Het komt erop neer dat de verpakking deugdelijk, veilig en stevig moet zijn en dat rekening moet worden gehouden met onder meer het gewicht en de mate van kwetsbaarheid van de inhoud daarvan. De ondernemer heeft ter zake van zeer kwetsbare goederen (o.a. elektronica) in artikel 13.5.2 Algemene Voorwaarden ook specifiek benoemd dat hij hier geen bijzondere voorzorgen voor treft.

Het is betreurenswaardig dat het pakket niet zonder schade bezorgd kon worden. Het is dus belangrijk dat de verpakking tegen een stootje kan. De consument kan immers niet verwachten dat in het vervoersproces individuele behandeling van elk pakket plaatsvindt. Een deugdelijke verpakking is dan vanzelfsprekend van groot belang.
Uit de stukken, waaronder de conclusie van de schadebeoordelaar en foto’s van de doos en de inhoud daarvan, en hetgeen partijen daarover naar voren hebben gebracht blijkt niet, althans onvoldoende dat, gelet op de aard van het product, de consument heeft voldaan aan de eisen die gesteld moeten worden aan de verpakking zoals hierboven weergegeven. Op de bij verweer overgelegde foto’s is te zien dat de buitenverpakking wat ingedeukt is. Ook kan aan de hand van de foto’s niet worden vastgesteld dat er een binnen verpakking was in de doos, zodat het ervoor moet worden gehouden dat dit niet het geval was. Het slechts gebruik maken van de (originele) doos zonder binnen verpakking is in dit kader dus onvoldoende. De consument heeft weliswaar aangevoerd dat de volledige verpakking geleverd is door [fabrikant], inclusief doos en binnen verpakking, maar dit laatste is dus niet gebleken. De commissie onderschrijft gelet hierop het standpunt van de ondernemer dat de verpakking die de consument heeft gebruikt ondeugdelijk was.

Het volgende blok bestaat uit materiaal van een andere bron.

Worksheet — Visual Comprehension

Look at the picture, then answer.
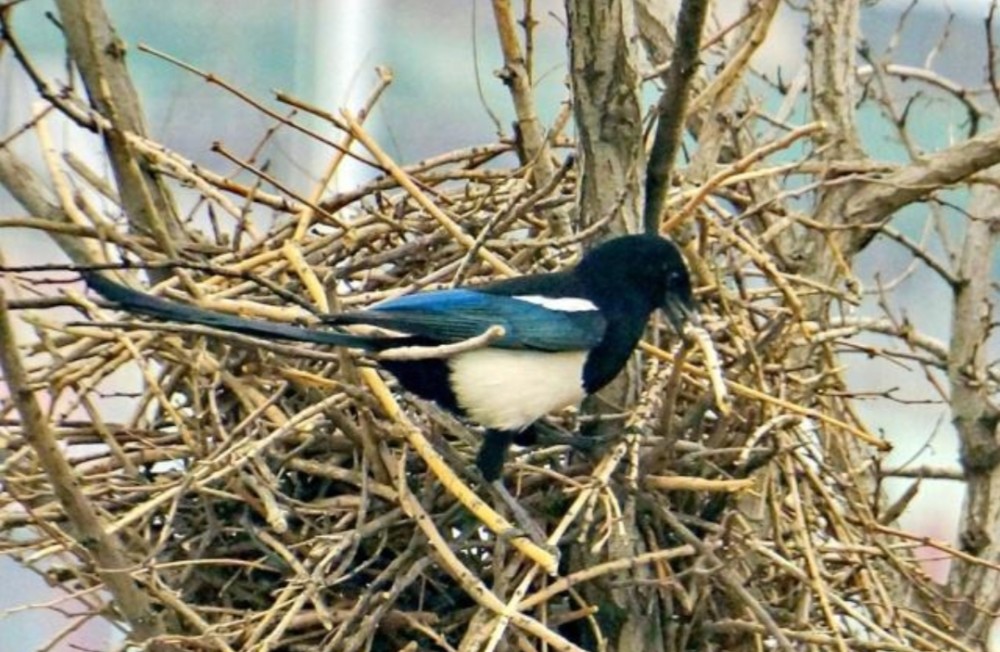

Daarbij wordt betrokken dat het gaat om een elektronisch apparaat waarvan bekend is dat het tijdens de uitvoering van de vervoersovereenkomst zeer kwetsbaar is. Ook geldt dat gelet op de aard van het product de binnen verpakking zeker zo belangrijk als de buiten verpakking is. De commissie heeft in eerdere uitspraken reeds overwogen dat voor de verpakking van elektronica, zoals hier, zodanige maatregelen dienen te worden genomen dat de inhoud van het pakket niet direct in contact kan komen met de binnenkant van de buitenzijde van de verpakking. Het pakket dient bestemd te zijn tegen schokken en stoten zonder dat de elektronica zelf daarbij direct wordt geraakt. Aldus had dit kwetsbare product als hier mede in een binnen verpakking verpakt moeten worden. Door de bewegingen van de doos tijdens de sortering en het vervoer is te verwachten dat de inhoud bewegingen en druk van andere pakketten zal ondervinden. De verpakking moet daartegen bestand zijn omdat beschadiging anders voor de hand ligt. Het is aan de consument zelf bij het verpakken rekening te houden met de kwetsbaarheid van de inhoud van zijn pakket.

Gelet op het voorgaande is de commissie van oordeel dat de schade aan de inhoud van het pakket de ondernemer niet toerekenbaar is en hij daarom niet gehouden is tot uitkering van een schadevergoeding over te gaan. In dit geval is de zending vertraagd, maar op grond van artikel 9.2 Algemene Voorwaarden is aansprakelijkheid hiervoor uitgesloten. De ondernemer geeft geen garanties over de overkomstduur (art. 4.3 Algemene Voorwaarden). Op grond van de beschikbare informatie in het dossier kan evenmin worden vastgesteld dat de ondernemer de consument niet tijdig, niet in voldoende mate of onjuist heeft geïnformeerd. Al hetgeen de consument verder (in reactie op het verweer) heeft aangevoerd stuit op het voorgaande af. Op grond van het voorgaande is de commissie van oordeel dat de klacht ongegrond is.

Derhalve wordt als volgt beslist.
Beslissing

Het door de consument verlangde wordt afgewezen. Aldus beslist door de Geschillencommissie Post, bestaande uit mevrouw mr. I.K. Rapmund, voorzitter, de heer A. Verkaik, mevrouw mr. A. Dantuma, leden, op 20 november 2023.